C’est un projet de loi qui, surtout, va marquer les esprits, parce qu’il ratisse très large. C’est costaud, oui, mais il y a encore de la place à l’amélioration. Cela dit, je pense qu’on va dans la bonne direction.

Thérèse David, présidente du MNQ

La Fédération étudiante collégiale du Québec (FECQ), elle, note que les mesures annoncées par Québec correspondent presque « à la lettre » à ses demandes. Seule surprise : la décision d’imposer l’épreuve uniforme de français pour l’ensemble du réseau collégial, y compris dans le réseau anglophone. La présidente de la FECQ, Noémie Veilleux, estime que des mesures d’aide à la réussite devront être mises en place dans les établissements anglophones pour aider les étudiants à passer cette évaluation.

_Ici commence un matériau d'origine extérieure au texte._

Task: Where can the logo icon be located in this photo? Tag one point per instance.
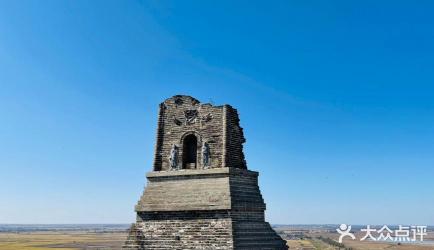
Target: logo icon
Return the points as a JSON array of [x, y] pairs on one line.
[[344, 230]]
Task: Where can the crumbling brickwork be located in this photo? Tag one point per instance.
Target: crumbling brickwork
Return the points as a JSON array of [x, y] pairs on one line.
[[200, 194]]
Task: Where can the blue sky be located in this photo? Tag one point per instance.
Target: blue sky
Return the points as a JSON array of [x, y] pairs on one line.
[[336, 99]]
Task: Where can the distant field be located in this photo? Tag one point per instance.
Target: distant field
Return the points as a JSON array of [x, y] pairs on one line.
[[104, 237], [67, 240]]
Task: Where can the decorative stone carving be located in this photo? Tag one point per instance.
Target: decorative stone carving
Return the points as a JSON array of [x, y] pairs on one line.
[[205, 155], [190, 116], [173, 158], [178, 101], [206, 118], [177, 121]]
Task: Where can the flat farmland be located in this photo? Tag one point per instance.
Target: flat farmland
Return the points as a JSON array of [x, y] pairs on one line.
[[66, 240]]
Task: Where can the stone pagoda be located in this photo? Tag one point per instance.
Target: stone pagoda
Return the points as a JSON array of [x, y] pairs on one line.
[[200, 194]]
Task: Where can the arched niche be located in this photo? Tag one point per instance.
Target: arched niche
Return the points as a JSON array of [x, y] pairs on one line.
[[190, 149]]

Chez la Fédération des cégeps, on se réjouit que le gouvernement n’ait pas étendu la loi 101 aux cégeps. « Le libre choix de la langue en enseignement supérieur est maintenu. Avec ce projet de loi, le gouvernement agit de manière équilibrée sur plusieurs fronts, dans tous les secteurs, y compris celui de la langue de travail », indique son président, Bernard Tremblay.

Villes de banlieue directement concernées

À l’Association des municipalités de banlieue (AMB), qui représente les 15 villes liées de Montréal, le président Beny Masella affirme que le projet de loi est « intéressant ». « On comprend que Québec a choisi de maintenir l’autonomie municipale. Les villes qui tombent sous le seuil de 50 % de population anglophone auront le droit de maintenir leur statut bilingue, en passant une résolution au conseil dans les 120 jours, ce qui nous rassure beaucoup. C’est un bon compromis », illustre celui qui est aussi maire de Montréal-Ouest.

L’association indique qu’elle devra toutefois « faire une analyse approfondie pour juger de l’impact précis » du projet de loi, notamment sur des enjeux « comme la langue de communication avec les entreprises ». « Le diable est dans les détails. On souhaite participer aux consultations qui arriveront », ajoute M. Masella.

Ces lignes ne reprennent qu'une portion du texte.